Tim Priebe

Website statistics that don’t matter

Website statisticsTracking website statistics is a good thing. After all, how can you determine if your website is successful unless you set a goal for it, then track some statistics to see if you are reaching that goal? With that as a given, so much of the traditional view of the important statistics to track just isn’t true. I was one of several discussion leaders a few months back at an event put on by the Edmond Area Chamber of Commerce. The topic was “Technology — Marketing Your Company on the Web.”

During the course of the discussion, the topic of tracking statistics came up. I made the point that the tracking of hits was overrated and not nearly important as most people made it out to be. After all, when you’re paying rent for your office or storefront, do they accept hits as payment? Of course not. Your website needs to make you money. Well, two other web design companies were present and argued the point with me.

Now, it’s possible we were arguing semantics.

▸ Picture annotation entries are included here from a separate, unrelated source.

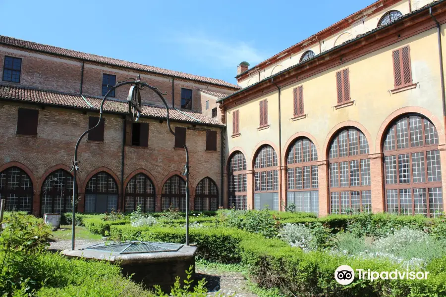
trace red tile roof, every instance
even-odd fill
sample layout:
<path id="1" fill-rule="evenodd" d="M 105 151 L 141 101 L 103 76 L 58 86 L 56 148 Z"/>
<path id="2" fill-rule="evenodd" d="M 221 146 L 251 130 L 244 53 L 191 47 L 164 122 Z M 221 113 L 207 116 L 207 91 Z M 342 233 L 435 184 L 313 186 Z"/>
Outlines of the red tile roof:
<path id="1" fill-rule="evenodd" d="M 221 93 L 218 92 L 214 92 L 213 91 L 209 91 L 209 90 L 206 90 L 206 89 L 200 89 L 200 91 L 201 91 L 203 93 L 206 93 L 207 94 L 209 94 L 210 95 L 212 95 L 213 96 L 215 96 L 216 97 L 218 97 L 219 98 L 223 98 L 230 95 Z"/>
<path id="2" fill-rule="evenodd" d="M 84 98 L 93 106 L 93 107 L 90 107 L 80 95 L 58 93 L 10 86 L 0 86 L 0 100 L 2 99 L 17 100 L 99 111 L 101 99 L 86 96 L 84 96 Z M 108 99 L 104 103 L 104 110 L 105 112 L 126 113 L 128 112 L 128 105 L 125 101 Z M 142 115 L 143 117 L 146 116 L 166 119 L 166 108 L 162 106 L 143 105 Z M 216 119 L 208 117 L 198 112 L 184 110 L 181 110 L 180 112 L 178 110 L 169 108 L 169 115 L 172 121 L 195 123 L 205 125 L 224 126 L 223 124 Z M 194 119 L 196 119 L 196 120 Z"/>
<path id="3" fill-rule="evenodd" d="M 157 67 L 154 67 L 153 66 L 127 62 L 127 61 L 113 59 L 113 58 L 108 58 L 107 57 L 104 57 L 91 53 L 86 53 L 85 52 L 72 50 L 66 50 L 66 49 L 62 49 L 62 48 L 57 48 L 56 47 L 53 47 L 53 46 L 43 45 L 31 41 L 17 39 L 17 38 L 14 38 L 13 37 L 3 36 L 2 35 L 0 35 L 0 44 L 1 44 L 9 46 L 13 46 L 14 47 L 18 47 L 29 50 L 39 50 L 40 51 L 43 51 L 49 53 L 60 55 L 70 58 L 81 59 L 86 61 L 91 61 L 98 63 L 103 63 L 113 66 L 131 68 L 136 70 L 147 71 L 157 74 L 161 74 L 168 76 L 174 76 L 184 79 L 190 79 L 198 82 L 225 87 L 226 88 L 236 89 L 237 90 L 240 89 L 240 87 L 236 85 L 228 83 L 227 82 L 225 82 L 221 79 L 209 78 L 204 76 L 194 75 L 193 74 L 189 74 L 183 72 L 169 70 L 158 68 Z"/>

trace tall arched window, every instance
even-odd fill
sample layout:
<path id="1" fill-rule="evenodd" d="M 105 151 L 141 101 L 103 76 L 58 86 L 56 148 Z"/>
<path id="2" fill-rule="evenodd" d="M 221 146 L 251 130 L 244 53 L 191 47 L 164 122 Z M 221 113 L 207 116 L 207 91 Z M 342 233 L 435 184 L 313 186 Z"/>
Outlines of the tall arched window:
<path id="1" fill-rule="evenodd" d="M 131 212 L 138 205 L 144 212 L 155 211 L 155 189 L 149 177 L 138 173 L 130 179 L 125 188 L 125 205 L 126 212 Z"/>
<path id="2" fill-rule="evenodd" d="M 318 213 L 319 191 L 318 152 L 308 138 L 298 139 L 288 153 L 287 205 L 298 211 Z"/>
<path id="3" fill-rule="evenodd" d="M 355 128 L 342 130 L 332 141 L 329 155 L 331 213 L 371 211 L 368 154 L 367 139 Z"/>
<path id="4" fill-rule="evenodd" d="M 117 186 L 112 176 L 104 171 L 88 181 L 85 189 L 85 212 L 105 213 L 117 209 Z"/>
<path id="5" fill-rule="evenodd" d="M 0 199 L 6 199 L 5 210 L 31 213 L 33 184 L 22 169 L 12 167 L 0 172 Z"/>
<path id="6" fill-rule="evenodd" d="M 240 151 L 229 159 L 227 170 L 229 207 L 246 209 L 246 159 Z"/>
<path id="7" fill-rule="evenodd" d="M 307 50 L 302 54 L 299 62 L 302 63 L 302 62 L 308 61 L 310 59 L 313 58 L 315 55 L 316 54 L 313 50 Z"/>
<path id="8" fill-rule="evenodd" d="M 257 151 L 254 163 L 254 208 L 263 209 L 266 205 L 279 210 L 279 176 L 277 154 L 271 146 Z"/>
<path id="9" fill-rule="evenodd" d="M 384 143 L 386 210 L 435 216 L 443 210 L 442 168 L 437 129 L 420 115 L 389 128 Z"/>
<path id="10" fill-rule="evenodd" d="M 198 183 L 195 189 L 195 210 L 217 210 L 219 205 L 219 192 L 212 179 L 205 177 Z"/>
<path id="11" fill-rule="evenodd" d="M 47 177 L 42 186 L 41 213 L 63 213 L 72 210 L 73 177 L 58 169 Z"/>
<path id="12" fill-rule="evenodd" d="M 163 186 L 161 210 L 167 210 L 170 207 L 186 211 L 186 183 L 178 175 L 171 177 Z"/>
<path id="13" fill-rule="evenodd" d="M 388 25 L 392 22 L 402 17 L 402 14 L 398 10 L 388 11 L 381 17 L 378 22 L 378 27 Z"/>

I was saying that hits are not the goal, but tracking them can be the means to an end. They may have very well been meaning the same thing but emphasizing the means. But the point is, the popular process is to track a lot of statistics that ultimately don’t mean anything.
The book Web Design for ROI talks about several “metrics that don’t matter (as much).” I’m going to hijack their list here, and give my own commentary on each of the items. Metrics that don’t matter (as much)

  • Traffic Here’s my simple, blunt comment on traffic: Who cares how many people are visiting your site if they aren’t buying anything?
  • Time on site and average page views Web Design for ROI gives an excellent example here. The general view is that the longer someone spends on your website, the better. However, if after a redesign, someone is able to make a purchase quicker, that’s not really a bad thing.
  • Hits Hits measure the total number of objects (files, images, pages, etc) downloaded from your website. This number can easily be inflated simply by adding a lot of pictures to your front page. Again, who cares how many hits you have if you don’t have money coming in from them?
  • Surveys We’re talking here about surveying customers, clients and/or website visitors about the website. Watching what someone does when they visit your site will give infinitely more accurate and useful information about your website than asking them about it will.
  • Focus groups Surveys and focus groups share some of the same problems. In addition, the feedback from individuals in the groups will be impacted by other individuals in their group.
  • Industry average conversion rates While you do understandably want better conversion rates (simply put, $$ per website visitor) than your competitors, there’s no real way to directly compare your conversion rates with theirs. You would have to have the same exact site with only slight differences to reasonably compare conversion rates.

Keep in mind as you look at any statistic that the ultimate goal of your website is (probably) to increase your revenue and provide a return on your investment. They are not the goal itself, but use them as a tool to move your company towards that goal.